Harry Johannes Knoesen

Harry Johannes Knoesen, 64 ans, a été condamné à quinze ans d’emprisonnement, le 7 juin dernier. À la lecture du verdict par la Haute-Cour de Middelbourg, il est resté impassible. Avec quatre autres personnes, il a été reconnu coupable de cinq chefs d’accusation liés à un complot visant à renverser le gouvernement, de possession illégale d’armes à feu et de munitions, et de préparer des attentats terroristes contre les noirs sud-africains. Un verdict qui met fin à un procès de trois ans et une longue enquête de deux ans qui a permis aux services secrets sud-africains de l’arrêter fin novembre 2019.

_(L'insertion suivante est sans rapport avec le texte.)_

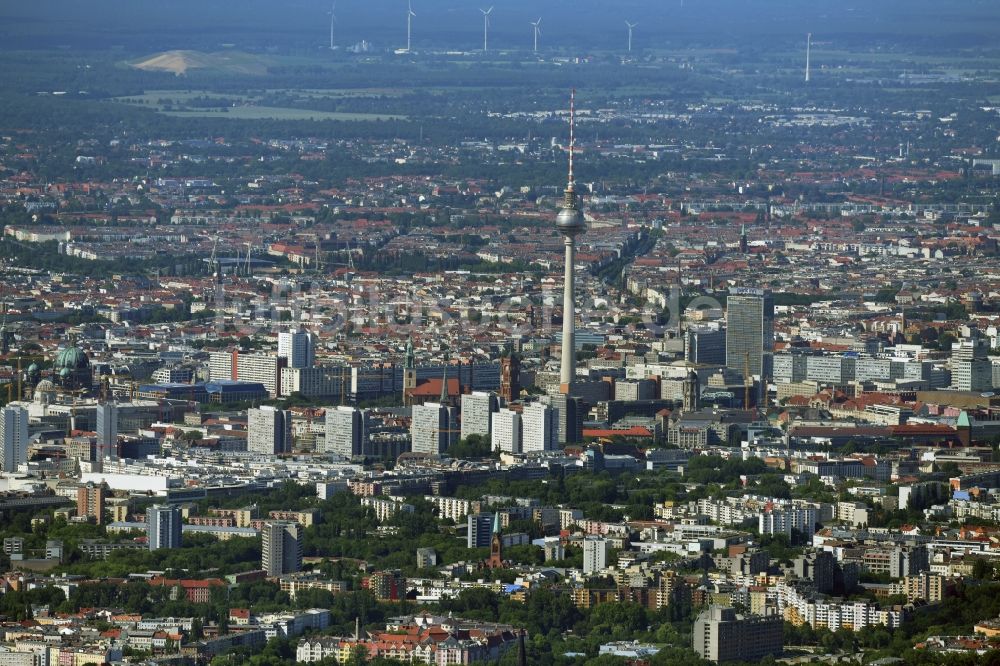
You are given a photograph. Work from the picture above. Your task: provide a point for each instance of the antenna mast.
(808, 53)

Ancien membre des forces de défense sud-africaine (SADF), Harry Johannes Knoesen s’était reconverti en pasteur, assumant pleinement sa nostalgie de l’apartheid, le régime de ségrégation raciale qui a régi l’Afrique du Sud entre 1948 et 1994. Autour de lui, d’anciens militaires avec lesquels il avait fondé le Mouvement national de résistance chrétienne (NCRM). Persuadés de répondre aux préceptes de l’Ancien Testament, qui stipule que les noirs sont les descendants maudits de Cham, « que Dieu leur a ordonné de redonner l’Afrique du Sud aux Blancs », ses membres se surnommaient eux-mêmes les « Croisés ». Le NCRM avait vainement tenté une alliance avec un autre mouvement raciste, Eendrag Maak Mag, mais les tensions entre les deux groupes n’avaient pas permis de la rendre pérenne. Harry Johannes Knoesen avait alors développé des cellules armées de son mouvement à travers toute l’Afrique du Sud, notamment dans les villes de Brakpan, Pretoria, Mbombela, Bethléem, Vereeniging, Brits, Port Elizabeth ou Cape Town. Selon les rapports de police qui se fondent sur des « vocaux récupérés sur les réseaux sociaux », Harry Johannes Knoesen est un exalté qui était convaincu de la réussite de son putsch. « Les croisés, le NCRM est vraiment proche, vraiment proche de frapper et de gouverner ce pays. Ces meurtriers, violeurs, et sombres ordures de la terre (…) vont donc mourir par milliers (…) Restez près de moi (…) Influencez les autres (…) Utilisez votre arme à feu, sortez de chez vous. J’assume la responsabilité de tout ce que vous faites sous ma bannière », peut-on entendre dans une conversation, datée du 16 novembre 2019, quelques jours avant le début du supposé coup d’État.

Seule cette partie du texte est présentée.